Let's talk about guns, okay?
Specifically let's talk about America's culture and history which is intertwined with guns and gun violence.
Even before we became a nation, guns were a fact of life here. And, it could be argued that were it not for guns we would have never achieved our independence. After all, we won the American Revolution with guns. Throughout American history guns have been a way of settling scores both large and small.
Two of our founding fathers fought a duel with guns and one of them died.
Native Americans had bows and arrows. We had guns. We vanquished them with guns. The West was settled and tamed with guns. State boundaries were determined with guns. Territorial rights were protected with guns. Pathways, trails, waterways and roads were secured via the barrel of a gun.

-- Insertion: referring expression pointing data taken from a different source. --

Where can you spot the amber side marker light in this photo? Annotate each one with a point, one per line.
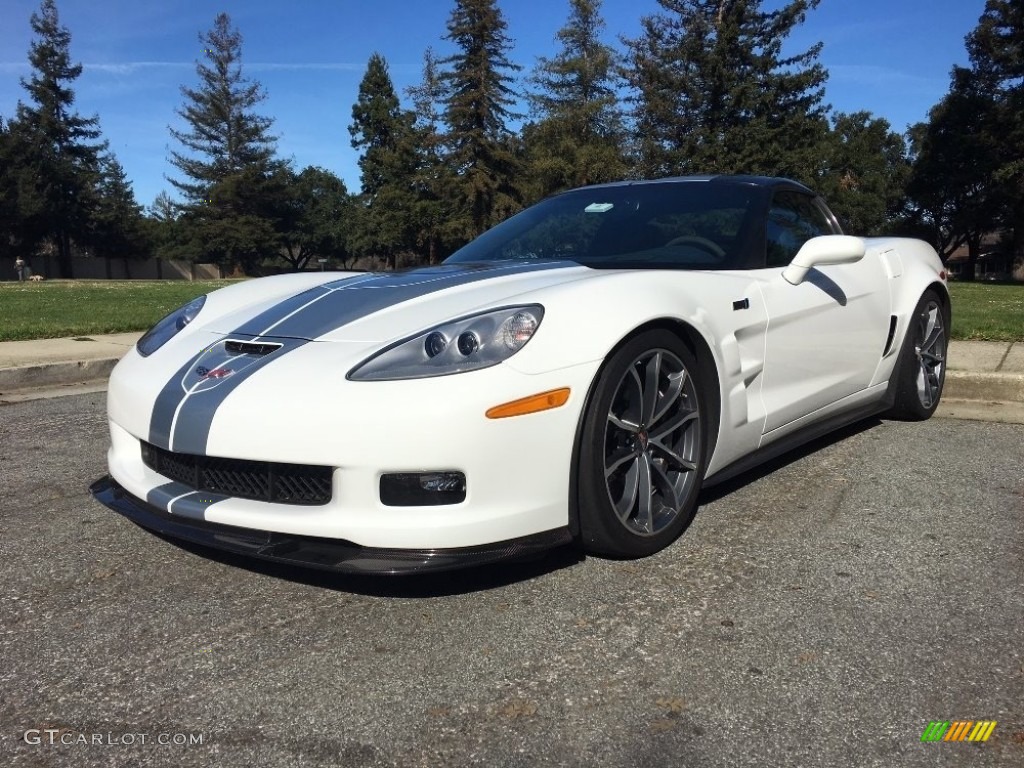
(531, 404)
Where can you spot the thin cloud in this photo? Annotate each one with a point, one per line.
(130, 68)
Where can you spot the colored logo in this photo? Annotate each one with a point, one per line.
(958, 730)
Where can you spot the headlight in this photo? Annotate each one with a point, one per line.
(160, 334)
(467, 344)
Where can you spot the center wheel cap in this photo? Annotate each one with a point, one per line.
(642, 440)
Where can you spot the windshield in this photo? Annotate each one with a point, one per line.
(683, 225)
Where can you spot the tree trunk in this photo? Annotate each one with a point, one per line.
(64, 255)
(973, 251)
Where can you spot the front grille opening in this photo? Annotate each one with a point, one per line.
(891, 337)
(250, 347)
(303, 484)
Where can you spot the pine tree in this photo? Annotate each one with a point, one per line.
(233, 186)
(996, 50)
(479, 103)
(433, 179)
(952, 189)
(321, 220)
(713, 92)
(866, 172)
(579, 135)
(57, 150)
(385, 133)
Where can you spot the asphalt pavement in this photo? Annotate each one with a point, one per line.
(984, 380)
(821, 610)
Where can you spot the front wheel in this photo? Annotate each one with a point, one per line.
(921, 371)
(643, 445)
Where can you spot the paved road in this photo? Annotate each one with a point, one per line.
(818, 613)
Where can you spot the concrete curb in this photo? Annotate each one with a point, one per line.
(55, 374)
(963, 385)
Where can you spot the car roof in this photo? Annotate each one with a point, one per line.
(750, 180)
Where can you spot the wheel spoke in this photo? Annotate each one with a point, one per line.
(616, 460)
(672, 394)
(625, 504)
(676, 422)
(652, 374)
(668, 488)
(676, 460)
(622, 424)
(645, 513)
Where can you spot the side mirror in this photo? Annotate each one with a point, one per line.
(828, 249)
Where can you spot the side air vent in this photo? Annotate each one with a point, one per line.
(262, 481)
(250, 347)
(892, 336)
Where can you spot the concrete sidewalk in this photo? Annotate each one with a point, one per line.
(980, 373)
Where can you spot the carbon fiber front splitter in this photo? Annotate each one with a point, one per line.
(312, 552)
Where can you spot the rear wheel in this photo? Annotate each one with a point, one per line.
(642, 448)
(921, 370)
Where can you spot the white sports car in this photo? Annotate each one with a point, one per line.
(578, 373)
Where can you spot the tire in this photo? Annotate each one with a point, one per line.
(642, 459)
(921, 371)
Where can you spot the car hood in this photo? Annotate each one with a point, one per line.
(381, 306)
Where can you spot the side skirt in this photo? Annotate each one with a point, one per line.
(801, 436)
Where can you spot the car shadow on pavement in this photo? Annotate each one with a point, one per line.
(715, 493)
(475, 579)
(496, 576)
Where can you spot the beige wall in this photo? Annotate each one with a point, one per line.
(99, 268)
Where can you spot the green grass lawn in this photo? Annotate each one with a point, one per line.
(52, 309)
(987, 311)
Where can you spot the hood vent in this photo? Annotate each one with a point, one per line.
(259, 348)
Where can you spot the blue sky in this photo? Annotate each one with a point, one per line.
(891, 57)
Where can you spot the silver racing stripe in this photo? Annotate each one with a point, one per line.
(185, 408)
(328, 307)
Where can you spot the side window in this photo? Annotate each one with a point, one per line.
(793, 219)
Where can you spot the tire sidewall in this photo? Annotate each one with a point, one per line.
(908, 404)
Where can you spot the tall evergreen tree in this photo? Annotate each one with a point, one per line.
(996, 50)
(233, 185)
(57, 150)
(479, 104)
(866, 172)
(433, 179)
(580, 133)
(952, 190)
(117, 227)
(714, 93)
(385, 133)
(321, 220)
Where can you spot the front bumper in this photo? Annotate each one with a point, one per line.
(313, 552)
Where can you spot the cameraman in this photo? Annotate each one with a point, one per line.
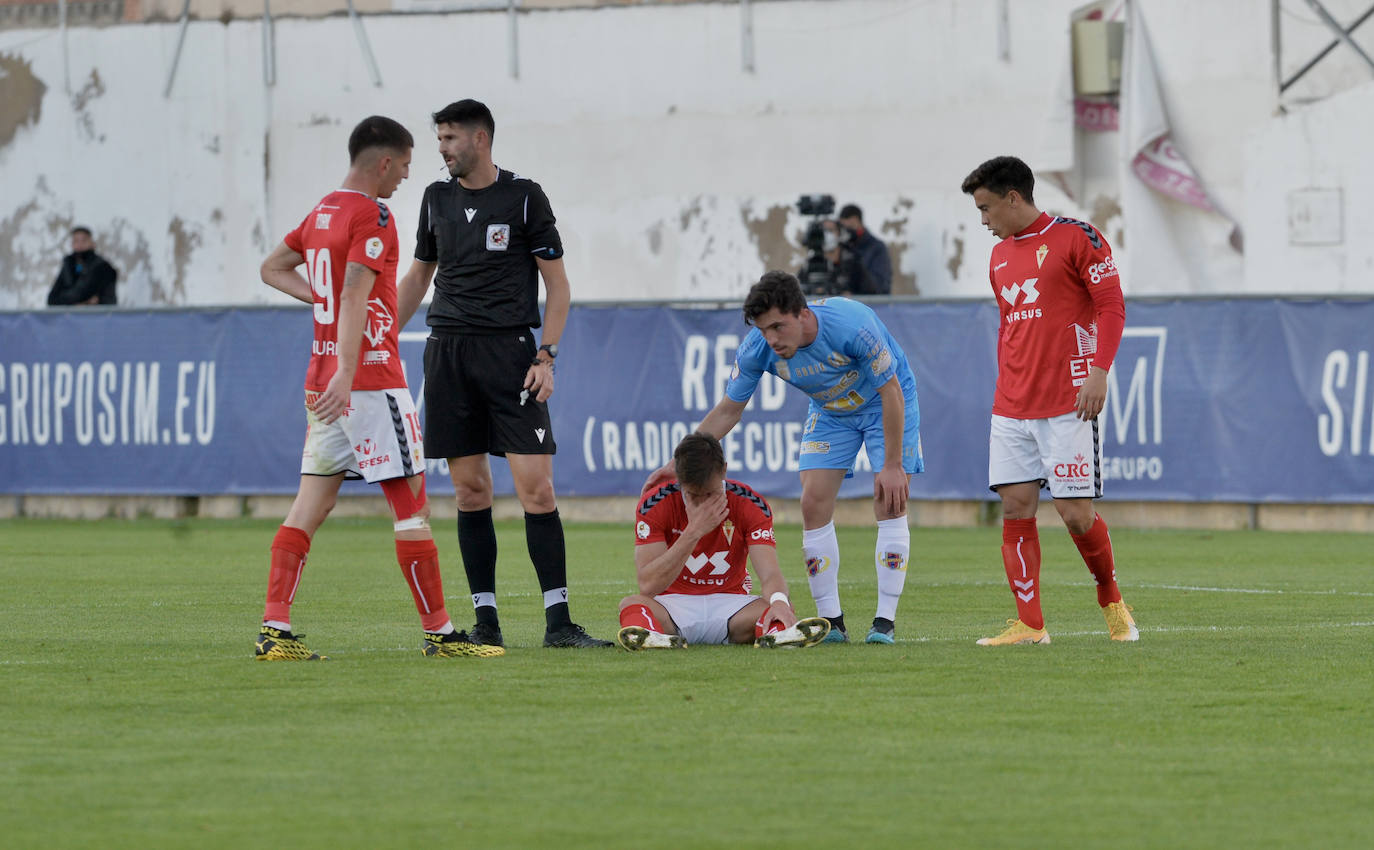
(830, 269)
(874, 265)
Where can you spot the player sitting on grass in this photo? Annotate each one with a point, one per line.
(691, 540)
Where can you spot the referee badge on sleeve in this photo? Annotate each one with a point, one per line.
(498, 236)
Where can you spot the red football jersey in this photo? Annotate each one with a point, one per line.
(349, 227)
(719, 563)
(1062, 312)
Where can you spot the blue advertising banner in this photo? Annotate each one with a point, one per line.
(1211, 400)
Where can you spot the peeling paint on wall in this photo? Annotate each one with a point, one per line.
(895, 234)
(186, 238)
(955, 260)
(770, 234)
(21, 96)
(80, 99)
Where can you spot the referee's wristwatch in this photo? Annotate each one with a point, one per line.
(551, 349)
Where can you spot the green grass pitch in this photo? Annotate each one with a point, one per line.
(132, 713)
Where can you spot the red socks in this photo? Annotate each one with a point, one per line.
(1021, 559)
(419, 565)
(639, 615)
(1095, 548)
(289, 549)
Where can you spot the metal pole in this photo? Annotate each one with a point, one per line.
(1340, 32)
(180, 40)
(268, 46)
(1277, 47)
(513, 28)
(1003, 32)
(364, 46)
(746, 36)
(1326, 50)
(66, 55)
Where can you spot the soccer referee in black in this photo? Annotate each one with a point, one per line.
(489, 235)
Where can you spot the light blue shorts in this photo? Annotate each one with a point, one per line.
(831, 442)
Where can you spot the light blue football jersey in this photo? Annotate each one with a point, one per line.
(841, 370)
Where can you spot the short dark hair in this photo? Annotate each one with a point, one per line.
(999, 176)
(775, 289)
(697, 459)
(467, 113)
(378, 132)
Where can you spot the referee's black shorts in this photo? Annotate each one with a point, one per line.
(473, 397)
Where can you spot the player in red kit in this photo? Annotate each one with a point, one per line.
(360, 418)
(693, 538)
(1060, 328)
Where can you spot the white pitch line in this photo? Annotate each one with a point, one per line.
(1264, 591)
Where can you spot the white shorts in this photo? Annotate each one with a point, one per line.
(378, 437)
(704, 618)
(1061, 452)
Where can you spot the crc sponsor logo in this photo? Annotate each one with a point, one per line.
(708, 582)
(1101, 271)
(1021, 293)
(1080, 467)
(379, 322)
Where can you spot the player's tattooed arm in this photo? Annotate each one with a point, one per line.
(279, 272)
(357, 287)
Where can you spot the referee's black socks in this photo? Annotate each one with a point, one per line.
(477, 543)
(544, 537)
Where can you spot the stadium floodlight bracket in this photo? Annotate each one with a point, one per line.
(1343, 36)
(176, 54)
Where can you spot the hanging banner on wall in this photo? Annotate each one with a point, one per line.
(1209, 400)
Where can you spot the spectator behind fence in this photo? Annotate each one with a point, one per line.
(871, 253)
(85, 276)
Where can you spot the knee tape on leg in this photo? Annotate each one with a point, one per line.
(407, 507)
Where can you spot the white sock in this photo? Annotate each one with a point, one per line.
(822, 552)
(891, 558)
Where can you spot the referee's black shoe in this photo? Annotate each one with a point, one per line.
(487, 635)
(573, 637)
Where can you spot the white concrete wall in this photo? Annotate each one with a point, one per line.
(672, 169)
(1325, 146)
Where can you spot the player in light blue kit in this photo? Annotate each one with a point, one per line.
(862, 394)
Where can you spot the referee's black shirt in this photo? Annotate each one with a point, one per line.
(485, 243)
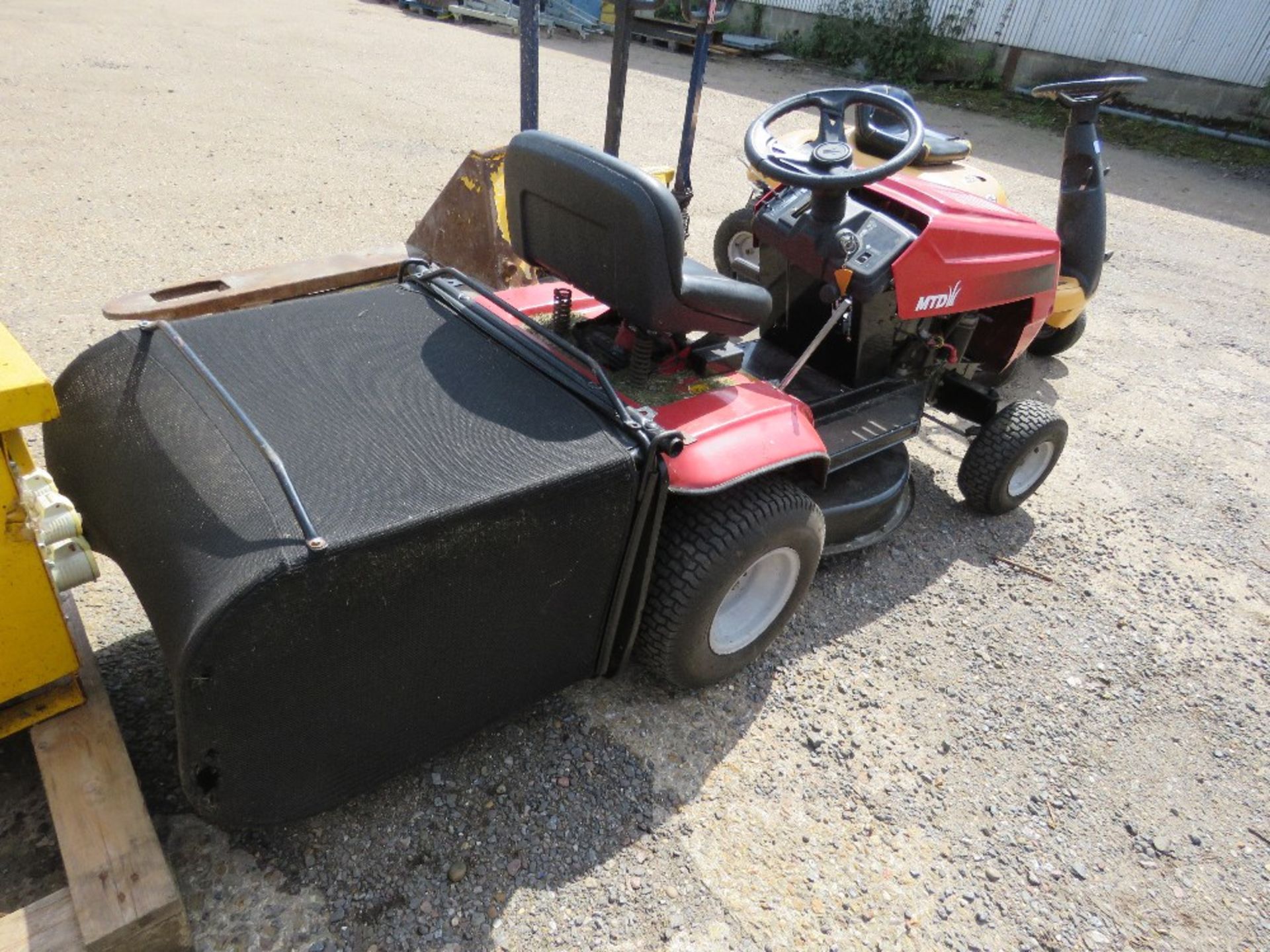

It's no accident that the right to bear arms was written into our Constitution and that it is part of our hallowed Bill of Rights. It's not a mistake that this right was linked to the protection of individual and property rights as well as the right of the citizenry to be protected from all credible threats to their freedom and security, both foreign and domestic.
The gun history and gun culture of America has been bloody and messy. Brother turned against brother and sister turned against sister in a tragic dispute that ripped our nation apart. And it was all carried out with guns at a tremendous toll that haunts us to this day.
In my own lifetime a president and a presidential candidate have been assassinated and three other presidents and one presidential candidate have been the targets of assassinations (two of them seriously injured) and all of these were carried out with guns.
Guns in America have been glamorized, idolized, celebrated, venerated and, depending on the circumstances characterized as everything from playthings to the last, most trusted, most cherished line of defense against madness, mendacity and mayhem.
Guns are thoroughly intertwined with our popular culture.
If you doubt this, look at the lineup of our most popular movies (including more than a few blockbusters), TV shows and video games. In an age of haves and have-nots, guns turned Bonnie and Clyde into twisted heroes. And guns created Al Capone and the mob as well as their chief nemesis Elliot Ness.
J. Edgar Hoover would never have achieved the power that he achieved without an arsenal of gun-totting agents who did his bidding. And military leaders from George Washington to Ulysses Grant to Dwight D. Eisenhower would never have become heroes without guns.
Guns are written into our laws, they are popularized by our culture, they are intertwined with our history and they are part of our way of life.
This is nothing new.
It's been going on for a long time.
So when you talk about gun rights and gun control in America, you're pushing a very, very hot button. In fact, you're touching the third rail -- the one that says "Danger! High Voltage!"
Which is to say that if you choose to take on something like this, you'd better not go down this road alone; not if you really intend to make meaningful change, anyway. You'd better have clear, attainable goals. You'd better know what you're talking about. You'd better have reliable allies. You'd better be able to build bridges and form coalitions.
Because if you don't, and you can't, well -- you're just whistling in the wind down a lonely road with numerous hazards at every turn.
This is not a battle for the faint of heart.
And as much as you might hope to win it by shedding a tear, a few drops will not a sea change make. And that's what it'll take, literally -- a sea change.